第十一話
衝動的な私の告白に、陛下が呆れたように笑う。
それもそうだろう。
私の告白は一度や、二度のことではないのだから。
……といっても、何の進展もないのだが。
普段も、軽く流されて終わるだけ。
しかし、今日の陛下は優しかった。
陛下が私の頬へと手を伸ばし、かすかに笑いながら告げた。
「そんなこととうに知っておる」
異性にしては細く、けれど私とは明らかに違うがっしりとした指。
その感触を感じながら、私は思う。
……今の私の顔は間違いなく真っ赤だろうと。
「サーシリア、貴様は俺の大事なものだ」
陛下の顔に浮かぶのは、傲慢かつ獰猛な笑顔。
その笑顔のまま、陛下は告げる。
「──貴様は俺の剣で、猟犬なのだから」
「はい」
それは何度も陛下に言われてきた言葉だった。
故に、その答えも私の口からすぐにでた。
「私は陛下の犬です」
「で。犬と人間に恋は成立するのか?」
「いいえ。しません」
それは何度も何度も繰り返したやりとり。
その答えに満足したように、陛下が手を私の頬からはなす。
それを押さえて私は告げた。
「ですが、犬は一生恩を忘れません。どんなことがあっても、私が陛下を裏切ることはありません」
……私と陛下の関係、それは一般的な恩人と言うには過激なことは私は知っていた。
もし、何かの手違いがあれば私は死んでいただろうし、陛下は私に利用価値があるから優しく接してくれているにすぎない。
思いが成就するなど、最初から考えもしなかったような恋だ。
それでも、陛下がいなければ私はこうして生きていく意味も見いだせていなかった。
──俺は優しくもなければ、慈悲深くもない。
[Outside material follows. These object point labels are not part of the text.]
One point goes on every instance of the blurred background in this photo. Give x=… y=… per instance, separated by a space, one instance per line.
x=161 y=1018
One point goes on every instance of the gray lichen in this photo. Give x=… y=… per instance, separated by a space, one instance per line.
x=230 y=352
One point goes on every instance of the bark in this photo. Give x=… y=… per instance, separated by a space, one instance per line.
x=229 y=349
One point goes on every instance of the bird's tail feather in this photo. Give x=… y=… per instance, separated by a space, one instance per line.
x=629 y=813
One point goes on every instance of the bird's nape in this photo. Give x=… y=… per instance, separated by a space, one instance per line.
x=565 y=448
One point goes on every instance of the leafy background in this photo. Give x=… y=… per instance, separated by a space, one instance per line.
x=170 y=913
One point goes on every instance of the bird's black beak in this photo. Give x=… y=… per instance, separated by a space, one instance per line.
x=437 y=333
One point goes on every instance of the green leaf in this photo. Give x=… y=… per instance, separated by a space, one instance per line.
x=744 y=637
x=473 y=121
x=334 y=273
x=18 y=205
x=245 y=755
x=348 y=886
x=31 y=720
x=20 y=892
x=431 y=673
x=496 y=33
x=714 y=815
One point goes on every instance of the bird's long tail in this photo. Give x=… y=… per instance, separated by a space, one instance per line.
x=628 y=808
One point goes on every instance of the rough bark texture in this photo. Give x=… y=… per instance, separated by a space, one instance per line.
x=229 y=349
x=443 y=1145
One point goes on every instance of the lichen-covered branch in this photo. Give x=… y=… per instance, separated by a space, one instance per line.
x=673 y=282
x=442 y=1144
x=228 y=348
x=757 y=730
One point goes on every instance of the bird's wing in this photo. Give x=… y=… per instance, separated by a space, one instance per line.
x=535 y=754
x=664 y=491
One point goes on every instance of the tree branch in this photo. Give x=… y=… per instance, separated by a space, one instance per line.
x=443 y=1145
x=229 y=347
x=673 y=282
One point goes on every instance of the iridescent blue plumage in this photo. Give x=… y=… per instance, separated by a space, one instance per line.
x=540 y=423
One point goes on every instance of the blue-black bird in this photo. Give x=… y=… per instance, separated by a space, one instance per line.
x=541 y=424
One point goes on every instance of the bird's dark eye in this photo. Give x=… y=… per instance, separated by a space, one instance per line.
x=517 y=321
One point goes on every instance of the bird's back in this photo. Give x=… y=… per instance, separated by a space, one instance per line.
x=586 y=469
ただ、一つだけ約束してやる。
……そして、自分の苦しみが人に理解されることもあきらめていた。
──貴様の苦しみを知っておいてやる。これまでも。そしてこれからも。
私はこの人が好きなのだ。
どうしようもない苦しみの中にいて、それでも私を見てくれるこの人が
だから、私はこの人に何度も思いを告げる。
この先、私は絶対にそばにいると告げる為に。
いつもはない私の行動に陛下は一瞬目を見開き。
その後に、とろけそうなくらい甘い笑顔を浮かべた。
「そうか」
「はい」
……陛下の笑顔に照れがあるように感じたのは、おそらく私の希望的観測だ。
それでも、私は心からの笑顔を浮かべた。